The Russian nuclear giant Rosatom has a legacy of denying accidents at nuclear facilities and radiation pollution: The explosion at Mayak (also known as the Kyshtym disaster) in 1957 and continuous contamination of the area in the South Urals; the Chernobyl catastrophe that was denied in the first days, and the effects of which last until today; the 1993 explosion at the Siberian Chemical Combine where, among other isotopes, the same ruthenium-106 was released into the atmosphere and about 2000 people were contaminated. The emergency situation in 2007 at Mayak resulted in the radioactive contamination of water; and many other incidents. In these cases, the event was immediately denied, then later reluctantly admitted after denial had become impossible.
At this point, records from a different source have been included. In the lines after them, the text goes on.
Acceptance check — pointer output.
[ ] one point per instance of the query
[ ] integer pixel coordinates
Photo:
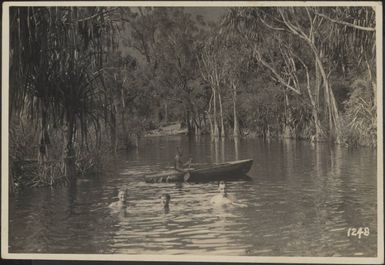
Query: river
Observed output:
(301, 200)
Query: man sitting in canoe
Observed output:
(179, 164)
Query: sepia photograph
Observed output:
(192, 131)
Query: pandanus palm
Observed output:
(54, 70)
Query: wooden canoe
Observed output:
(208, 172)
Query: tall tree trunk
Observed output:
(216, 129)
(69, 151)
(113, 131)
(165, 112)
(236, 127)
(334, 120)
(223, 133)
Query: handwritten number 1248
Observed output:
(358, 232)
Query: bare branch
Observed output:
(346, 23)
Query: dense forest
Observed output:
(89, 81)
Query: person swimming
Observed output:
(121, 204)
(165, 201)
(223, 199)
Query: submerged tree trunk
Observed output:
(215, 122)
(223, 133)
(69, 151)
(236, 127)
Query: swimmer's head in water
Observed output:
(165, 199)
(179, 150)
(122, 195)
(222, 187)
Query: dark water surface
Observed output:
(301, 201)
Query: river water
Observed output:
(301, 201)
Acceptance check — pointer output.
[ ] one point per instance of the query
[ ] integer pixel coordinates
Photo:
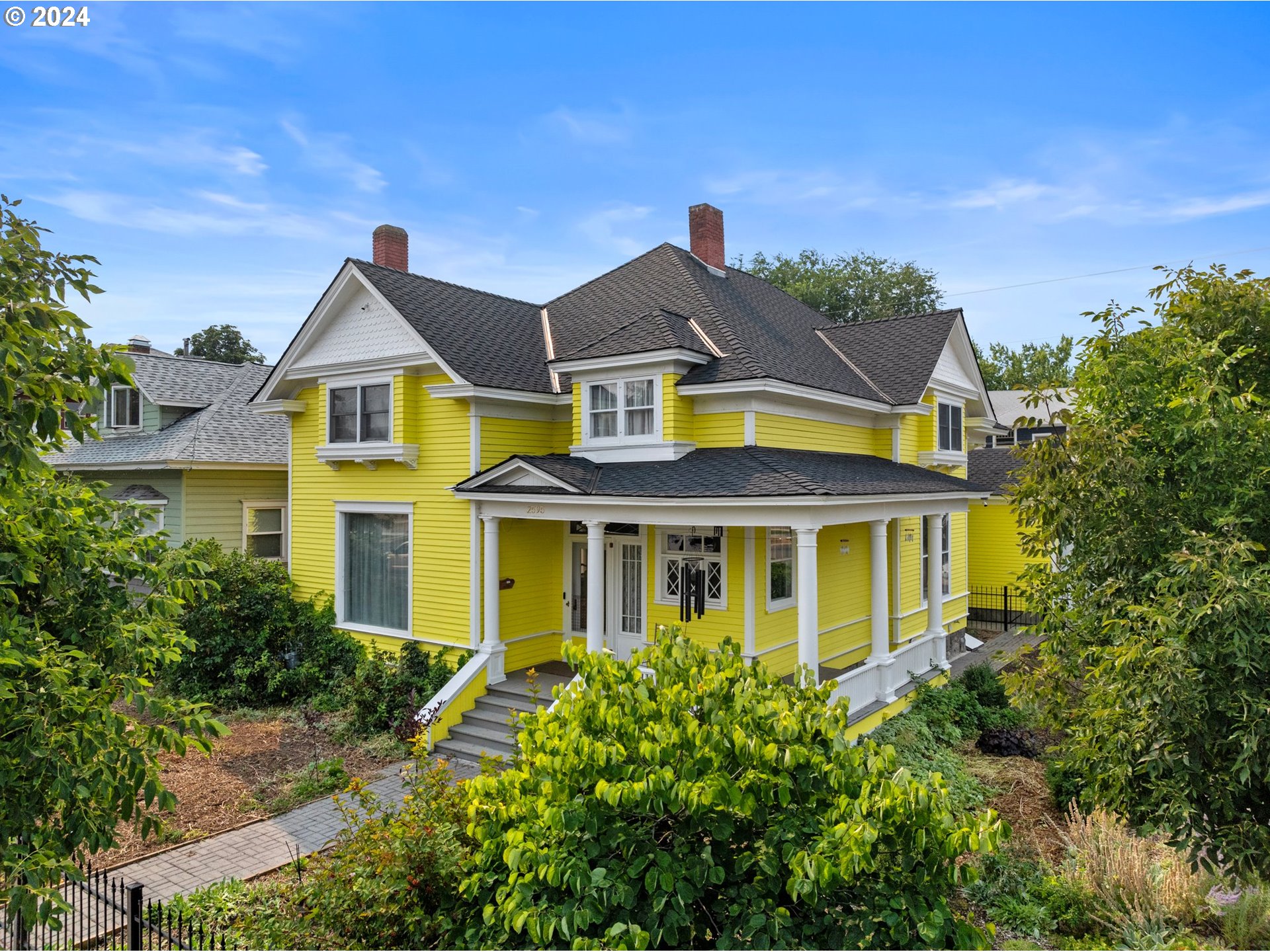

Earlier this year, we saw similar denial and disinformation when particulate Iodine-131 was measured all over Europe and IRSN could only conclude the source was “likely situated in Eastern Europe”.
Rosatom is building, or is planning to build, nuclear power plants in Europe, Asia, Africa and Latin America. It boasts a portfolio worth some $133 billion. We need a high level of safety culture: full transparency, immediate cooperation with regulatory authorities, the IAEA, international partners and competitors, whistleblower protection, and attention and care for the potential victims.
Rosatom has done nothing to demonstrate it is a responsible actor. No early and constructive publication of measurement data, no constructive analysis of what the source could be. Only denial, diversion of attention, and shooting at the messenger. In order to get more clarity, Greenpeace saw no other possibility than to request an investigation from the public prosecutor. The fact that the source of this ruthenium-106 emission remains a mystery is a reason for concern in itself. But the fact that Rosatom, one of the largest nuclear operators in the world, reacts as it did makes it really scary.
Jan Haverkamp is nuclear expert consultant at Greenpeace Central and Eastern Europe.
Andrey Allakhverdov is press secretary of the Greenpeace CEE nuclear project.